Deux nouveaux podcasts « À la trace » en novembre
En mars dernier, la Mission lançait « À la trace », une série de six podcasts consacrés à des œuvres spoliées de tous genres (tableaux, tapisseries, archives…) dont il a fallu identifier et retrouver les propriétaires. Cette série documentaire produite par le ministère de la Culture et réalisée par Léa Veinstein se poursuit avec la mise en ligne de deux nouveaux épisodes de vingt-cinq minutes consacrés à l’artiste Chana Orloff, sculptrice et portraitiste française, née dans une famille juive de Russie. Après sa fuite en Suisse en 1942, elle revient à la fin de la guerre dans son atelier parisien qu’elle retrouve vide, pillé par les nazis. « On ne connait pas bien les circonstances de ces disparitions mais on estime que près de 140 sculptures ont été spoliées », souligne Elsa Vernier-Lopin. Depuis plusieurs années, les deux petits-enfants de l’artiste mènent, avec la Mission, un minutieux travail de recherche sur ces œuvres disparues.
Ces deux épisodes, dont l’un sera consacré au parcours de l’artiste et l’autre à « L’enfant Didi », une sculpture représentant son fils, qui a été restituée à la famille l’an dernier, sortiront en novembre, avant le début de deux expositions consacrées à la sculptrice. L’une, qui se tiendra à partir du 15 novembre au musée Zadkine, sera la première exposition parisienne monographique dédiée à Chana Orloff depuis 1971. La seconde, qui aura lieu au Musée d’art et d’histoire du judaïsme (mahJ) dès le 19 novembre, portera sur l’itinéraire de « L’enfant Didi ». Le podcast sera en écoute libre dans les deux expositions. Une rencontre avec les petits-enfants de l’artiste accompagnée de l’écoute d’un épisode du podcast est programmée au mahJ le 19 novembre.

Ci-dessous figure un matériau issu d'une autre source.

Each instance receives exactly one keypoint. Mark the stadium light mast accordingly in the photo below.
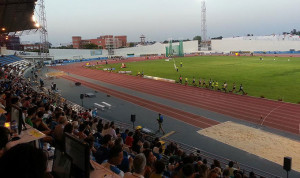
(203, 23)
(44, 45)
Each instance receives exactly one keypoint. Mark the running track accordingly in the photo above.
(278, 115)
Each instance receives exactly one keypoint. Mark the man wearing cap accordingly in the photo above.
(160, 121)
(139, 164)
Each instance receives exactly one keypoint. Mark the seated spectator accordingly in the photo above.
(105, 129)
(24, 161)
(58, 131)
(42, 127)
(150, 162)
(94, 124)
(124, 135)
(100, 126)
(4, 139)
(75, 127)
(213, 174)
(30, 115)
(81, 130)
(126, 162)
(103, 151)
(90, 141)
(69, 128)
(159, 168)
(139, 164)
(252, 175)
(115, 158)
(226, 173)
(137, 141)
(129, 139)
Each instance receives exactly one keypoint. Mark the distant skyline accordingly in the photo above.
(159, 20)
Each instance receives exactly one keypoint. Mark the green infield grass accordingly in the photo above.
(277, 79)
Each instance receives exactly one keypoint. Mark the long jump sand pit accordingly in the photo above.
(55, 74)
(255, 141)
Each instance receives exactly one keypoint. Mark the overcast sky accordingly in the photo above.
(163, 19)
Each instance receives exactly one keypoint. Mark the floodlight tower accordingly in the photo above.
(44, 45)
(203, 22)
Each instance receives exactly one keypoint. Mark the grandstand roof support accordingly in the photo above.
(203, 22)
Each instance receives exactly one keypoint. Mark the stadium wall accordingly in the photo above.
(253, 45)
(157, 48)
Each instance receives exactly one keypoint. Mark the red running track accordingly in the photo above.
(278, 115)
(186, 117)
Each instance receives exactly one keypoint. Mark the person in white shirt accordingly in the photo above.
(115, 158)
(139, 164)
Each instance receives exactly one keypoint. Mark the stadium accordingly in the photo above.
(220, 108)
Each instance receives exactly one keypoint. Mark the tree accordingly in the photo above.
(198, 38)
(90, 46)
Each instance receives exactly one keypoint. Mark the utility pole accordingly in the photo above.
(203, 24)
(44, 45)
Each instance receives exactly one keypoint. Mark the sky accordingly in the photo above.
(160, 20)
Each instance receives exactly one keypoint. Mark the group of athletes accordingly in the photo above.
(213, 85)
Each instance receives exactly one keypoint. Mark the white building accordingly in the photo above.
(257, 43)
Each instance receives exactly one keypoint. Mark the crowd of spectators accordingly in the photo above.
(127, 153)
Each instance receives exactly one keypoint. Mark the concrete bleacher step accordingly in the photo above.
(106, 105)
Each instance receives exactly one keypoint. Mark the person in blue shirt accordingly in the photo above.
(160, 120)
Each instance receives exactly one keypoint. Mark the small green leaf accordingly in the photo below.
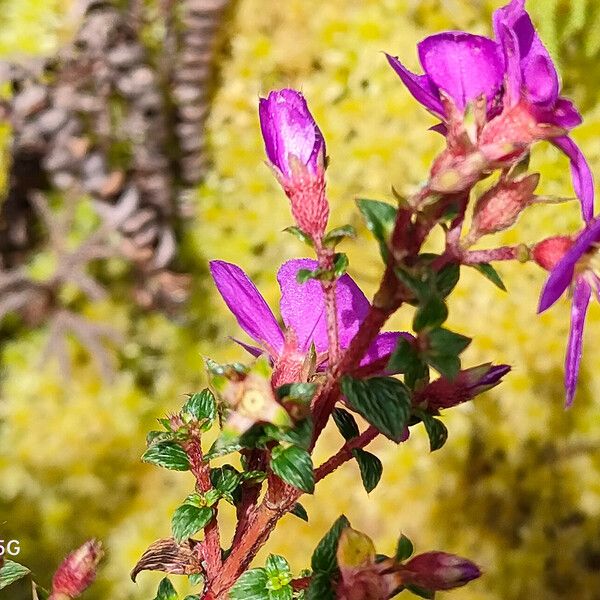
(444, 341)
(300, 235)
(299, 511)
(436, 430)
(299, 392)
(446, 365)
(225, 479)
(490, 273)
(304, 275)
(168, 455)
(201, 406)
(370, 466)
(276, 565)
(11, 572)
(345, 423)
(380, 218)
(431, 314)
(421, 592)
(384, 402)
(340, 265)
(189, 519)
(404, 549)
(320, 588)
(335, 236)
(294, 466)
(166, 591)
(252, 585)
(324, 557)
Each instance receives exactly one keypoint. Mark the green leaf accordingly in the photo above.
(490, 273)
(324, 557)
(294, 466)
(445, 365)
(166, 591)
(431, 314)
(189, 519)
(345, 423)
(340, 265)
(304, 275)
(370, 466)
(252, 585)
(276, 565)
(383, 401)
(421, 592)
(447, 278)
(404, 549)
(168, 455)
(11, 572)
(436, 430)
(201, 406)
(320, 587)
(283, 593)
(299, 392)
(225, 479)
(380, 218)
(335, 236)
(300, 235)
(299, 511)
(444, 341)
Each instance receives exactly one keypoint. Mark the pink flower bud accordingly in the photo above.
(548, 252)
(439, 571)
(77, 571)
(500, 206)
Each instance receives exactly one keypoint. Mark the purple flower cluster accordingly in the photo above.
(514, 70)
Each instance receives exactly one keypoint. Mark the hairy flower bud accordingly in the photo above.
(500, 206)
(445, 393)
(77, 571)
(439, 571)
(296, 150)
(548, 252)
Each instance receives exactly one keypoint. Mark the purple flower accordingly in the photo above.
(302, 310)
(289, 130)
(517, 76)
(578, 268)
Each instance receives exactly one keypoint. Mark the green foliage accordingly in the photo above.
(370, 466)
(383, 401)
(294, 466)
(10, 572)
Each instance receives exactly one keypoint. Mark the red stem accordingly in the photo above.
(345, 453)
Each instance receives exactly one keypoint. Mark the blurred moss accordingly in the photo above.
(516, 487)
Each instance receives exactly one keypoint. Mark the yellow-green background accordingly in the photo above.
(516, 487)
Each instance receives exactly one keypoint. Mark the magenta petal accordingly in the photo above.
(581, 300)
(383, 346)
(303, 306)
(419, 86)
(465, 66)
(247, 305)
(561, 275)
(583, 180)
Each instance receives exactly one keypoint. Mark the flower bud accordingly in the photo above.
(445, 393)
(500, 206)
(296, 150)
(439, 571)
(548, 252)
(77, 571)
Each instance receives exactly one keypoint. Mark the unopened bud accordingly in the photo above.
(77, 572)
(445, 393)
(548, 252)
(500, 206)
(439, 571)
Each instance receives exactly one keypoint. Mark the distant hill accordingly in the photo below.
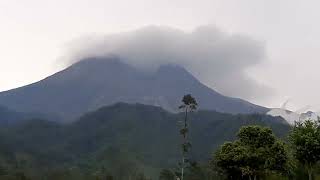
(8, 116)
(116, 135)
(95, 82)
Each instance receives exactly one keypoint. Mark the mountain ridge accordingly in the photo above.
(96, 82)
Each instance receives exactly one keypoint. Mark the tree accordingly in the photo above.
(255, 152)
(189, 104)
(305, 140)
(166, 174)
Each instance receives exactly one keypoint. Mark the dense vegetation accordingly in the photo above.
(122, 141)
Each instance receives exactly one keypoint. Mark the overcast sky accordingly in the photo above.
(36, 34)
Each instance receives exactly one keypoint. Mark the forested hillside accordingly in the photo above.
(119, 140)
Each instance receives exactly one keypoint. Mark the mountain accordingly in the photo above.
(123, 136)
(8, 116)
(96, 82)
(292, 117)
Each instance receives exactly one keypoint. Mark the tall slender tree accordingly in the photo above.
(189, 104)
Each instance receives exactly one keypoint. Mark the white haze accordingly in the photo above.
(218, 59)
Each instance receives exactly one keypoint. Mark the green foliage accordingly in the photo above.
(189, 104)
(120, 141)
(305, 140)
(256, 152)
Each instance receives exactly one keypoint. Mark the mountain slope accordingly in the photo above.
(8, 116)
(96, 82)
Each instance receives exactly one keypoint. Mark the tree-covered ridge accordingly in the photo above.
(144, 138)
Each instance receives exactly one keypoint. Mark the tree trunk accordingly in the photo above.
(310, 174)
(184, 141)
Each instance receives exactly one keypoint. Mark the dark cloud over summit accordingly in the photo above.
(217, 58)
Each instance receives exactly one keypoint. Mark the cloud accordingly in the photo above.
(216, 58)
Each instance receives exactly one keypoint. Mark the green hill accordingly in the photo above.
(120, 136)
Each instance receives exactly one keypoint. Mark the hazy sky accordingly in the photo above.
(36, 34)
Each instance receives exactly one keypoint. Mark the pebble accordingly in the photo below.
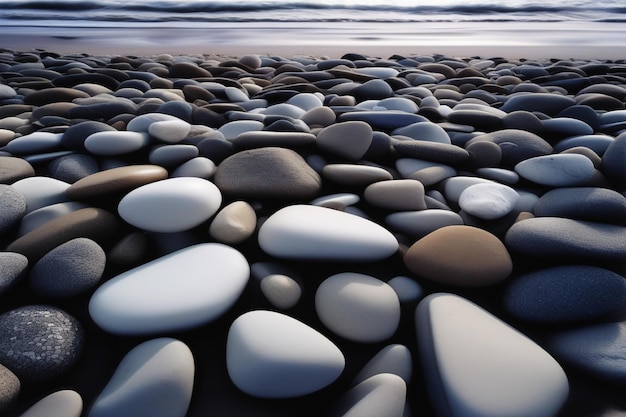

Une loi pour faciliter les restitutions
C’est une étape significative dans la politique publique de réparation des persécutions et spoliations antisémites. En avril dernier, la ministre de la Culture Rima Abdul Malak présentait un projet de loi-cadre destiné à faciliter la restitution de biens culturels relevant du domaine public ayant fait l’objet de spoliations dans le contexte des persécutions antisémites perpétrées entre le 30 janvier 1933 et le 8 mai 1945 par l’Allemagne nazie, par les autorités des territoires que celle-ci a occupés, contrôlés ou influencés et par l’État français entre le 10 juillet 1940 et le 24 août 1944. Le Sénat et l’Assemblée nationale ont adopté ce projet de loi en mai, puis en juin et juillet, à l’unanimité ; la loi a été promulguée le 22 juillet 2023.
Une première loi avait été votée en 2022 pour permettre à quinze œuvres de sortir des collections publiques françaises afin d’être restituées aux ayants droit de leur propriétaires spoliés ou victimes de persécutions antisémites. Avec la loi-cadre de 2023, une telle démarche ne sera plus nécessaire : la restitution d’œuvres spoliées relevant du domaine public de l’État et des collectivités territoriales sera facilitée avec la création, dans le code du patrimoine, d’une dérogation au principe d’inaliénabilité. La personne publique propriétaire – État ou collectivité territoriale – pourra faire sortir du domaine public tout bien culturel qui se sera révélé avoir été spolié entre 1933 et 1945 pour le restituer à ses propriétaires légitimes, sans avoir à passer par une loi spécifique. Cette décision interviendra après avis de la Commission pour l’indemnisation des victimes de spoliations (CIVS), chargée d’établir les faits de spoliation.